GJ-4 increased the activity of PPAR-γ in hyperlipidemic VD rats

PPAR-γ stimulation is considered necessary for inhibiting inflammatory response (36) and is implied in controlling the microglial alternative activation and regulating microglial M1/M2 polarization (19, 37). To further explore the therapeutic mechanism of GJ-4 on VD, Western blot was employed to test the profiles of PPAR-γ expression in VD rats. As shown in Fig. 7, the levels of PPAR-γ were elevated in cytoplasm but were significantly reduced in nuclei, indicating that HFD+2-VO inhibited the nuclear translocation of PPAR-γ. Treatment with GJ-4 apparently promoted PPAR-γ nuclear translocation (Fig. 7a–d), as demonstrated by upregulated PPAR-γ expression in nuclei and downregulated expression in cytoplasm. The earlier data suggested that GJ-4 could regulate microglial M1/M2 polarization via promoting PPAR-γ activation.

Fig 7
Fig. 7. GJ-4 stimulated PPAR-γ nuclear translocation. Rats were fed with HFD for 7 weeks followed by 2-VO surgery, and then they were treated with GJ-4 for 3 weeks. (a) PPAR-γ expression in the cytoplasm of cortex. (b) PPAR-γ expression in the nucleus of cortex. (c) PPAR-γ expression in the cytoplasm of hippocampus. (d) PPAR-γ expression in the nucleus of hippocampus. The dosage of GJ-4 was 50 mg/kg. Results were shown as mean ± SEM from 4 to 5 rats. #P < 0.05, ###P < 0.001 versus sham-operated rats; *P < 0.05, ***P < 0.001 versus HFD+2-VO rats.

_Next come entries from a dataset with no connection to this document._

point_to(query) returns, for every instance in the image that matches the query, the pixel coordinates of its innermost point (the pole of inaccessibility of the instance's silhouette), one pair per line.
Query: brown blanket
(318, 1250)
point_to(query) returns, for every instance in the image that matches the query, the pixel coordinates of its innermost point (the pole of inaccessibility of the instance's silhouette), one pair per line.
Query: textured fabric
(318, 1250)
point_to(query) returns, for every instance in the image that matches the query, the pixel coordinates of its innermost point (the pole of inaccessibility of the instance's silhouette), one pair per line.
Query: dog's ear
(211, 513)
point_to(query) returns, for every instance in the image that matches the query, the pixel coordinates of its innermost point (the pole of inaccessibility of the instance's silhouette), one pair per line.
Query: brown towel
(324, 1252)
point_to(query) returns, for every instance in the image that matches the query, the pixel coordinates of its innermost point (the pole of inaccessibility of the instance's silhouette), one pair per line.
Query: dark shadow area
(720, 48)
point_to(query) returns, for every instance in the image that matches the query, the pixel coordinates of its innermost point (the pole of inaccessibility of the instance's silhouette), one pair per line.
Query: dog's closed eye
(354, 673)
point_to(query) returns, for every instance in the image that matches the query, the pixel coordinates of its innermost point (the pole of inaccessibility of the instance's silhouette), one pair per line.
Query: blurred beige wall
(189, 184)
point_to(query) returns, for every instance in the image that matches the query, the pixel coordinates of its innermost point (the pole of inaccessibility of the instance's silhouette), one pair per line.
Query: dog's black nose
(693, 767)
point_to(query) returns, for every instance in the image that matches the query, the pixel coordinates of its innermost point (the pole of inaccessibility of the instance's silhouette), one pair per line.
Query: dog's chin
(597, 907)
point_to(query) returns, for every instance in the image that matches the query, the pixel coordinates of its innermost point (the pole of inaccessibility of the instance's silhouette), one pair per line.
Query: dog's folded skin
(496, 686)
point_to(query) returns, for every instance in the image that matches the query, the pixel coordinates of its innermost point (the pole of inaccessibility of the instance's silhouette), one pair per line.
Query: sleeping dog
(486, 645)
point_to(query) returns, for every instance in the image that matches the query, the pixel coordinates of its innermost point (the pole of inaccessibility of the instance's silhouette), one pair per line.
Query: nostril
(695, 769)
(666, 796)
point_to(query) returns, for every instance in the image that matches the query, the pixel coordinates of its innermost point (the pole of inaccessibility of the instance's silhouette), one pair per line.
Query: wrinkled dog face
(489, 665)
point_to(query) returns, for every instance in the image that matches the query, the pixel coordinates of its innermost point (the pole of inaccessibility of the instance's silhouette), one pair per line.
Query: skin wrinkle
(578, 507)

GJ-4 regulated PPAR-γ-induced microglial polarization via NF-κB and C/EBPβ in hyperlipidemic VD rats

Recent studies have shown that the PPAR-γ activation was potential to modulate microglia-mediated neuroinflammation through the regulation of different signaling pathways, such as the NF-κB and the C/EBPβ pathways (38). NF-κB plays an essential role in the shift from the anti-inflammatory M2 to the pro-inflammatory M1 phenotypes and then increases the expression of relevant pro-inflammatory cytokines through translocating into nucleus (39, 40). In this study, the nuclear translocation of NF-κB was apparently increased in rats subjected to HFD+2-VO (Fig. 8a, b), indicating the excessive activation of NF-κB pathway. GJ-4 markedly suppressed the activity of NF-κB by inhibiting its nuclear translocation (Fig. 8a, b). C/EBPβ can specifically shift the microglia toward an anti-inflammatory phenotype (41). Western blot analysis revealed that the C/EBPβ expression was significantly reduced in VD rats. GJ-4 treatment obviously increased the C/EBPβ expression compared with the VD rats (Fig. 8c, d), indicating that the C/EBPβ pathway was activated by GJ-4. The above results revealed that both decreased M1-polarization and increased M2-polarization by GJ-4 on VD rats upon PPAR-γ activation might be regulated by NF-κB and C/EBPβ pathways.

Fig 8
Fig. 8. GJ-4 suppressed NF-κB nuclear translocation and elevated C/EBPβ expression in HFD+2-VO-induced VD rats. Rats were fed with HFD for 7 weeks followed by 2-VO surgery, and then they were treated with GJ-4 for 3 weeks. (a) NF-κB expression in the nucleus of cortex. (b) NF-κB expression in the nucleus of hippocampus. (c) C/EBPβ expression in the cortex. (d) C/EBPβ expression in the hippocampus. The dosage of GJ-4 was 50 mg/kg. Results were shown as mean ± SEM from 4 to 5 rats. #P < 0.05, ##P < 0.01, ###P < 0.001 versus sham-operated rats; *P < 0.05, **P < 0.01 versus HFD+2-VO rats.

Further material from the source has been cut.